Controller Features

Repeater Controller Features

WWI’s repeater controller is a Link Communications RLC-2a. Link purchased the assets of the company that built our previous 2 meter repeater controller, the Advanced Computer Concepts RC-85. ACC was the market leader in the ‘80s for repeater controllers, and now Link is filling that niche. The website has a lot of detailed information, including manuals in Adobe Acrobat format for those who are interested.

Our controller is microprocessor based and programmable. The controller is a perfect match for WWI in that it can control 3 repeaters and a weather alert receiver simultaneously. The RLC-2a controller allows all WWI repeaters to offer the full range of capabilities.

WWI’s club officers control access to the features offered by the controller. Some of these are only accessible by control operators, who are responsible for the operation of the repeater system on the behalf of our trustee. Other features are accessible by any member of WWI.

Here are the WWI repeater system features that are currently implemented:

Repeater Time Out Timers
Each transmission is monitored by the controller so that rebroadcast of a single input transmission can not exceed the FCC mandated maximum continuous length of 3 minutes. Also, on both the 147 and the 444 repeaters, there is a transmitter safety timer. Whenever a continuous transmitter key up time of 8 minutes is exceeded, the safety timer will drop the associated transmitter until the input signal disappears and a reset is received from the controller. On these two machines, please allow the repeater carrier to occasionally drop during conversations in order to reset this protective device.

Courteous Voice Messages
All of the voice messages generated by the controller are programmed to be courteous. This means that most voice messages are timed to begin when an input carrier to the repeater drops, commonly called the squelch tail period. However, if a carrier re-appears on the repeater input while a voice message is being generated, that message will immediately revert to a less obtrusive CW ID. This allows users to continue the conversation in progress without the inconvenience or delay of waiting until a voice message completes.

Repeater Linking
WWI’s control operators can invoke a command that connects each of our full duplex repeaters to each other. Then, an input signal on any repeater will be re-transmitted on all three outputs. Input signals capture the system on a first come, first served basis. This capability can be used for Monday Night Nets, Public Service Events, Emergency Operations or at any other time a control operator requests. You will know which input is being repeated by the distinctive courtesy beep that occurs when a transmission ends. A low-high tone sequence from the 147 MHz receiver, a high-low tone sequence from 224, and a single tone beep from the 444 receiver.

Weather Alert
A digital weather alert receiver is installed. This receiver decodes packet weather alerts from NOAA Weather Radio and rebroadcasts these warnings and watches over all the repeaters simultaneously. Whenever there is a weather alert, the initial alert will be transmitted, and then every 15 minutes during the alert period, there will be a reminder message broadcast. Weather alerts will take priority over any conversations that happen to be underway when the alert occurs. NOAA tests the system every Wednesday between the hours of 11 am and 12 noon, and the machines will broadcast these tests so that WWI repeater listeners can verify the operational status of this emergency system.
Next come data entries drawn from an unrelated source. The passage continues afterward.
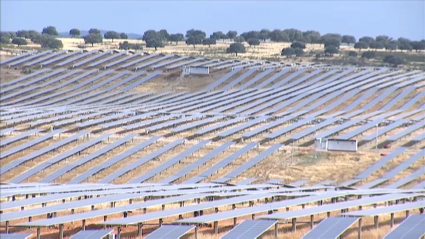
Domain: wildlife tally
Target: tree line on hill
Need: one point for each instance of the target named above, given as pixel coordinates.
(331, 42)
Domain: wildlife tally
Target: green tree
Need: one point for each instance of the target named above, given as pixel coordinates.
(176, 38)
(51, 42)
(150, 34)
(418, 45)
(333, 39)
(279, 36)
(74, 32)
(196, 34)
(195, 37)
(50, 30)
(32, 34)
(127, 46)
(368, 55)
(298, 52)
(404, 44)
(232, 34)
(22, 34)
(251, 34)
(366, 39)
(348, 39)
(164, 35)
(394, 60)
(264, 34)
(111, 35)
(239, 39)
(5, 39)
(376, 45)
(95, 31)
(154, 42)
(298, 44)
(352, 54)
(391, 45)
(383, 39)
(294, 35)
(332, 42)
(93, 38)
(361, 45)
(123, 36)
(253, 42)
(236, 48)
(331, 50)
(209, 41)
(19, 41)
(288, 52)
(312, 37)
(218, 36)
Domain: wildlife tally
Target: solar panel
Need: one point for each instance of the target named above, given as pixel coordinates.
(246, 181)
(170, 232)
(225, 161)
(361, 99)
(75, 58)
(26, 59)
(141, 161)
(5, 61)
(175, 66)
(169, 62)
(68, 55)
(6, 131)
(27, 145)
(15, 235)
(239, 79)
(411, 227)
(91, 234)
(249, 229)
(289, 128)
(241, 127)
(256, 209)
(401, 182)
(388, 209)
(91, 59)
(114, 160)
(404, 165)
(413, 100)
(197, 163)
(331, 227)
(272, 78)
(104, 60)
(114, 63)
(18, 137)
(264, 154)
(141, 81)
(66, 168)
(169, 163)
(379, 98)
(222, 79)
(338, 206)
(154, 61)
(187, 209)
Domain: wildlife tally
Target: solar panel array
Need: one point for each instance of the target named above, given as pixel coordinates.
(219, 134)
(249, 229)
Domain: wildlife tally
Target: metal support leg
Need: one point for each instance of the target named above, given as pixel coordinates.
(392, 220)
(139, 230)
(311, 221)
(360, 229)
(60, 231)
(294, 224)
(376, 221)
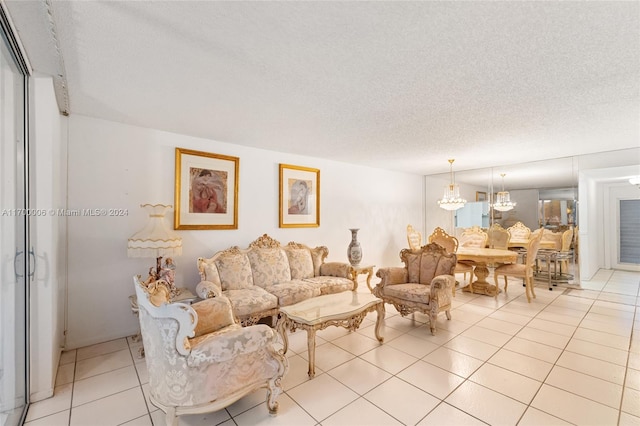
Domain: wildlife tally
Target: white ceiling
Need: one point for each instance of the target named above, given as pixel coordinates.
(396, 85)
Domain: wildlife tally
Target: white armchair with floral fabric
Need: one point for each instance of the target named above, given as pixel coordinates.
(199, 359)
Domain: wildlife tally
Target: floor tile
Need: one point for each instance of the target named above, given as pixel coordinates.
(60, 401)
(289, 413)
(602, 338)
(446, 415)
(105, 384)
(522, 364)
(534, 349)
(570, 353)
(486, 335)
(591, 366)
(356, 343)
(514, 385)
(389, 358)
(101, 349)
(472, 347)
(431, 379)
(329, 356)
(454, 362)
(58, 419)
(359, 375)
(322, 396)
(601, 352)
(402, 401)
(535, 417)
(631, 402)
(103, 363)
(573, 408)
(361, 412)
(114, 409)
(481, 403)
(412, 345)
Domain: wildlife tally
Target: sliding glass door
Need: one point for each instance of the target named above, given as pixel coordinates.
(14, 257)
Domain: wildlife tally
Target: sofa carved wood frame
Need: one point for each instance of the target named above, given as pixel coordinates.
(423, 285)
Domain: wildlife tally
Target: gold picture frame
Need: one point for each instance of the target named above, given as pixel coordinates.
(299, 204)
(206, 191)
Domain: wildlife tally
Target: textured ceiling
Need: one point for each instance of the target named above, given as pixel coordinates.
(397, 85)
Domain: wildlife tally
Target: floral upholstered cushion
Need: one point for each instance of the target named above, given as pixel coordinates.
(210, 272)
(300, 263)
(418, 293)
(235, 271)
(330, 285)
(213, 314)
(317, 256)
(269, 266)
(248, 301)
(292, 292)
(431, 267)
(413, 266)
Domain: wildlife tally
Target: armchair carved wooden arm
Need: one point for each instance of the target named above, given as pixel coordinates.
(199, 358)
(423, 285)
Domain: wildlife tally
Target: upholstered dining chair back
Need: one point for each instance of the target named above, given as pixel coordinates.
(519, 231)
(440, 237)
(414, 238)
(498, 237)
(567, 239)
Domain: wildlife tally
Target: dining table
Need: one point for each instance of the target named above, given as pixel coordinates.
(480, 257)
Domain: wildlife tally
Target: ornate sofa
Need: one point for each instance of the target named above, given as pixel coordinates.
(424, 284)
(266, 275)
(199, 359)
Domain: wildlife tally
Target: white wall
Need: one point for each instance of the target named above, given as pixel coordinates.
(112, 165)
(47, 237)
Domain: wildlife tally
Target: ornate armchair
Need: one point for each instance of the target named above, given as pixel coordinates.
(199, 358)
(450, 244)
(521, 270)
(519, 232)
(424, 284)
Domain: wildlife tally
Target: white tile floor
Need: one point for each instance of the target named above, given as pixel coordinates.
(570, 357)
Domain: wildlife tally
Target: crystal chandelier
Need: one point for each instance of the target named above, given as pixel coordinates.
(451, 199)
(503, 202)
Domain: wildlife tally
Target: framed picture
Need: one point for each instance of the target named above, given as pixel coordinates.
(206, 193)
(299, 197)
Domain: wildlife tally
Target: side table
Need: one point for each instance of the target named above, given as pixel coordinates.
(357, 270)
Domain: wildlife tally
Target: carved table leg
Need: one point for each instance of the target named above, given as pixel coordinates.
(311, 346)
(380, 310)
(281, 328)
(481, 286)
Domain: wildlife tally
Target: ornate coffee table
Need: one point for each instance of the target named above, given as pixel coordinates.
(346, 309)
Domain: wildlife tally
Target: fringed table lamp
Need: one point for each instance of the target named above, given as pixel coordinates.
(155, 240)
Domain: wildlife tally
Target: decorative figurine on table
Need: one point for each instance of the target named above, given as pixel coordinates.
(168, 271)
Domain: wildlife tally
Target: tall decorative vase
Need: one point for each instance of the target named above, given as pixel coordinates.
(354, 251)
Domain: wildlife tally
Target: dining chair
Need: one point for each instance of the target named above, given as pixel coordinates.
(521, 270)
(498, 237)
(567, 240)
(450, 244)
(414, 238)
(519, 232)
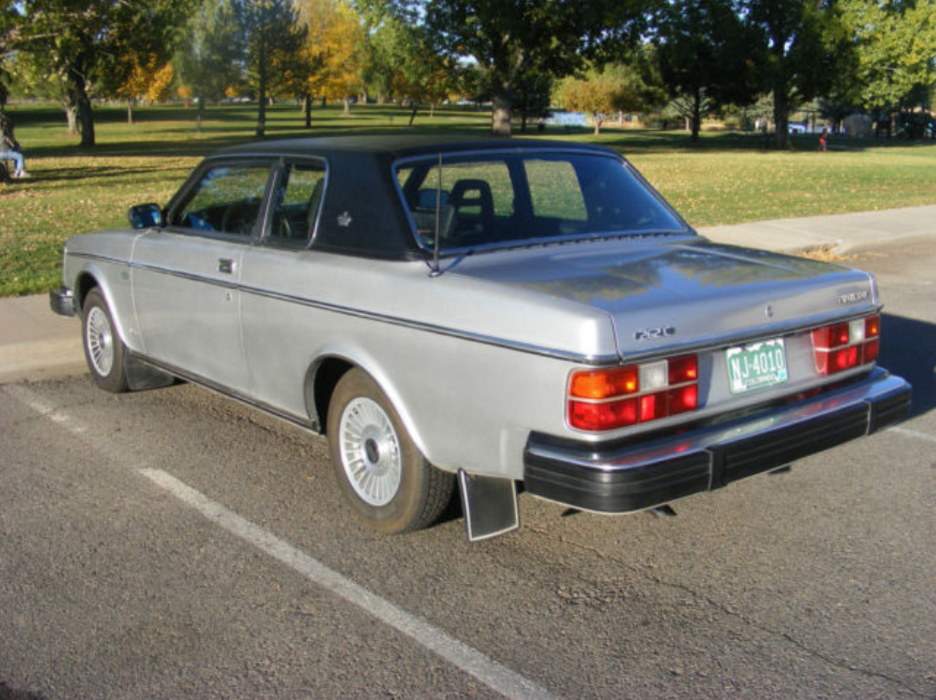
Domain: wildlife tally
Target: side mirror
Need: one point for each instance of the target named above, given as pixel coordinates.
(145, 216)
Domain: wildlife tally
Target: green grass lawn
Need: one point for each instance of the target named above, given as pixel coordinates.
(727, 178)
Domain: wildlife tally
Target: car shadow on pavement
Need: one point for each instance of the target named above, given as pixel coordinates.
(908, 349)
(7, 693)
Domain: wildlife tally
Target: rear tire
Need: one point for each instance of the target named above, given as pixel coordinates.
(105, 352)
(382, 474)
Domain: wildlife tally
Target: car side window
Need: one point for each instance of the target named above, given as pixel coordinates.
(298, 199)
(227, 199)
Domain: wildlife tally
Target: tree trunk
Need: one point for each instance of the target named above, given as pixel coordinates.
(261, 105)
(71, 116)
(201, 112)
(781, 116)
(696, 120)
(85, 120)
(500, 116)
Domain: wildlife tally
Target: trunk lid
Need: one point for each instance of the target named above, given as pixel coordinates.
(662, 296)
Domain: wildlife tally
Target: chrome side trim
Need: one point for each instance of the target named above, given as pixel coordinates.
(596, 360)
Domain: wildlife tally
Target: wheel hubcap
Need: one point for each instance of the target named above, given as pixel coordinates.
(370, 452)
(100, 339)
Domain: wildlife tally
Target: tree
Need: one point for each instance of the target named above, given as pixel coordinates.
(804, 49)
(212, 53)
(617, 88)
(75, 42)
(705, 52)
(508, 38)
(274, 36)
(895, 47)
(336, 41)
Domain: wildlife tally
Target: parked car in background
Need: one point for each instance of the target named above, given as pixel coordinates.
(490, 314)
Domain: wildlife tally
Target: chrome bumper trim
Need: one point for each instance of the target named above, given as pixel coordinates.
(620, 478)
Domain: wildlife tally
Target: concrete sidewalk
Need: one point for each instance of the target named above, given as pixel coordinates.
(37, 344)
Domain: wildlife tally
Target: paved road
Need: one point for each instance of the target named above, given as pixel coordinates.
(172, 544)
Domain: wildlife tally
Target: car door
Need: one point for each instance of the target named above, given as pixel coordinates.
(186, 276)
(279, 276)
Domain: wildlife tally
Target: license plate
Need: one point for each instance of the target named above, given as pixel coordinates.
(756, 366)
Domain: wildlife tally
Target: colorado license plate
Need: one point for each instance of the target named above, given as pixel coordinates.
(756, 366)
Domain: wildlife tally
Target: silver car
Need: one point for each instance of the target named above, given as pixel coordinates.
(493, 314)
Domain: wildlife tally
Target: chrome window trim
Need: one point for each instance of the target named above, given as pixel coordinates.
(281, 164)
(182, 196)
(687, 230)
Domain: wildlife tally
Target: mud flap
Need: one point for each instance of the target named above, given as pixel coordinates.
(489, 505)
(141, 375)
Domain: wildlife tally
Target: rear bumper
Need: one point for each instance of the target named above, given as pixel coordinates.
(62, 301)
(622, 478)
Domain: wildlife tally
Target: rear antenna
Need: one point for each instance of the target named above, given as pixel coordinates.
(436, 270)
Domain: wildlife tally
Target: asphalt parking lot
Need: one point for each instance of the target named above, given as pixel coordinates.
(173, 544)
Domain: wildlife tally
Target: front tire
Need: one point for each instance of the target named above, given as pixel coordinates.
(105, 352)
(382, 474)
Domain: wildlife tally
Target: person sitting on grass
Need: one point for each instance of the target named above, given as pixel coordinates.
(10, 149)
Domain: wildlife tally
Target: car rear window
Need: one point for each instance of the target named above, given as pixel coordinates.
(510, 199)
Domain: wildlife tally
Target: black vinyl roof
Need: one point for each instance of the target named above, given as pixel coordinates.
(398, 146)
(362, 211)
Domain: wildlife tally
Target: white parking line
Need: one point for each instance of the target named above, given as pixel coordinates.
(469, 660)
(914, 434)
(489, 672)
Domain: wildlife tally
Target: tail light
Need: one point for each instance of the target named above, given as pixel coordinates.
(608, 399)
(842, 346)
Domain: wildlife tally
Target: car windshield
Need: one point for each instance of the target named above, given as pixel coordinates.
(512, 199)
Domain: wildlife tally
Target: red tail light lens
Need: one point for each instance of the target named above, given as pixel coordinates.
(843, 346)
(601, 400)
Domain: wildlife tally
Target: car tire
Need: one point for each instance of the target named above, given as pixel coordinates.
(104, 350)
(381, 472)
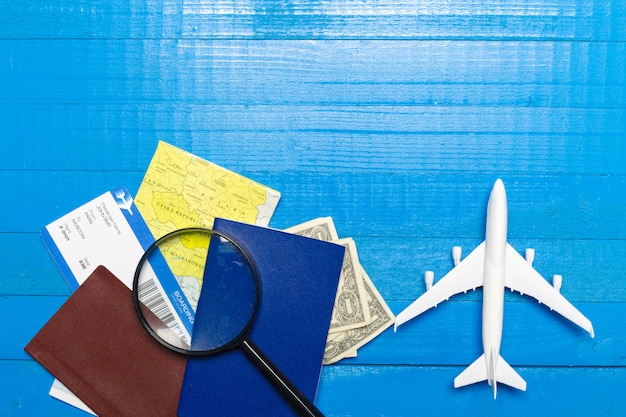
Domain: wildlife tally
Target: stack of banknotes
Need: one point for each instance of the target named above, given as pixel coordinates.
(360, 313)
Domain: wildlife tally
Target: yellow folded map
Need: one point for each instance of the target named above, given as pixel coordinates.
(183, 190)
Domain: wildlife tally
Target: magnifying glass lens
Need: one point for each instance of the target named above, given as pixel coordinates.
(197, 291)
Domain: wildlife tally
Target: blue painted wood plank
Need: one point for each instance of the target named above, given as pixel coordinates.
(104, 149)
(200, 119)
(383, 390)
(369, 204)
(412, 391)
(447, 335)
(519, 19)
(592, 269)
(424, 73)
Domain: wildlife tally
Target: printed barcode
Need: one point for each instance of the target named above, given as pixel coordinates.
(152, 298)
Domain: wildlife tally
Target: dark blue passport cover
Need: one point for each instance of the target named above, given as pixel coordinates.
(299, 278)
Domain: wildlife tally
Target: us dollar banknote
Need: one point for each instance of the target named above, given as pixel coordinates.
(350, 310)
(345, 344)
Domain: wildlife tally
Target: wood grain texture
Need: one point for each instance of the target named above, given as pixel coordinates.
(394, 117)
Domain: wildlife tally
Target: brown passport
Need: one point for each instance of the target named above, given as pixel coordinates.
(96, 346)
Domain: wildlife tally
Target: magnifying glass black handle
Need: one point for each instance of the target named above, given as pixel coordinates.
(290, 392)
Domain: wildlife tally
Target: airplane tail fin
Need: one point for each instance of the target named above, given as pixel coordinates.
(492, 372)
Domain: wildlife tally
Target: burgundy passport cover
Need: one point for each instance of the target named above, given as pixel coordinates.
(96, 346)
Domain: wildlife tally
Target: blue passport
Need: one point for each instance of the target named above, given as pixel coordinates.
(299, 278)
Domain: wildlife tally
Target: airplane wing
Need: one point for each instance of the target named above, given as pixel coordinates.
(521, 277)
(467, 275)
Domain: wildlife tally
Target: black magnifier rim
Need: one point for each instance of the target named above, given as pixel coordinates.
(236, 341)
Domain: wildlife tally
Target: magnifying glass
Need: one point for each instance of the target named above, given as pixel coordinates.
(197, 292)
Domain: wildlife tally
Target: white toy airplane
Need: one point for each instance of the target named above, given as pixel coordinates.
(494, 264)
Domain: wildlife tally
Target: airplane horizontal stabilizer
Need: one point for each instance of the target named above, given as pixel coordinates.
(508, 375)
(476, 372)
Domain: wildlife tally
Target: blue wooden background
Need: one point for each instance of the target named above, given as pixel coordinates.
(394, 117)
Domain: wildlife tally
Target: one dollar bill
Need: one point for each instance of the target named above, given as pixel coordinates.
(360, 313)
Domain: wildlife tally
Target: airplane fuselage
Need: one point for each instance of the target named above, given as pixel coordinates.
(493, 273)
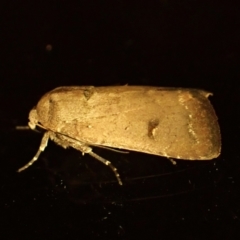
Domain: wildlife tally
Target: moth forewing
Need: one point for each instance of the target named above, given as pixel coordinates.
(170, 122)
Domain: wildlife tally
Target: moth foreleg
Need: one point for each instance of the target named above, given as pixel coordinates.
(41, 149)
(107, 163)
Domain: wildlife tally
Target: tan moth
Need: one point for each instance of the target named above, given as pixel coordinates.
(171, 122)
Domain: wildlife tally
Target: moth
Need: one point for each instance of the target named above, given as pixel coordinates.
(171, 122)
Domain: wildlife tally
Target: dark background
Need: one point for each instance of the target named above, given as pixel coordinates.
(64, 195)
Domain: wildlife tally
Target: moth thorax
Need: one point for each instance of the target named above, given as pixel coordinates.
(33, 119)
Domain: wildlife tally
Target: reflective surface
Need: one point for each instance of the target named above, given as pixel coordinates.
(65, 195)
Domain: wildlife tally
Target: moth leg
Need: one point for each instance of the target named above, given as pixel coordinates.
(41, 149)
(107, 163)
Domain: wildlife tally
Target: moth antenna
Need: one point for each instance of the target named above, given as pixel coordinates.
(107, 163)
(22, 128)
(41, 149)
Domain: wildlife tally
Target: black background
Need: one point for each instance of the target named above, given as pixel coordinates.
(64, 195)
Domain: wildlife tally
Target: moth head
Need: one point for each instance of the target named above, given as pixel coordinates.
(33, 119)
You can request the controller speak the time-of-day by keying T I me (key 8 then 4) from your touch-tone pad and then unkeying your transmitter.

The date (day of week, month, day and year) can be requested by keying D A te (key 3 then 2).

Touch-tone Test
Your touch-tone pad can be tested by keying T ouch- T one (key 8 then 8) followed by any sequence of additional digits. The controller expects at least 1 additional digit but cannot accept more than 20 additional digits. The controller will then sequentially speak each of your key depressions. (One special key, called the Forced Execution Digit, the ‘D’ key, will not be spoken.) This test will not only check your keypad, but could be used to judge whether or not your signal is strong enough into the repeater to use the autopatch. In this case, incorrect spoken digit sequences compared to the keyed sequence might indicate that you have a noisy signal.

More capabilities will be added in the future. If there is demand, perhaps the ability to listen to NOAA Weather Radio on a user request basis can be added. Or, make cross-band repeater linking accessible.  If you have a favorite feature, make sure it is known so that it can be evaluated.

Members of WWI have contributed an enormous amount of money and energy to build an absolutely first class installation. Enjoy the fruits of this effort!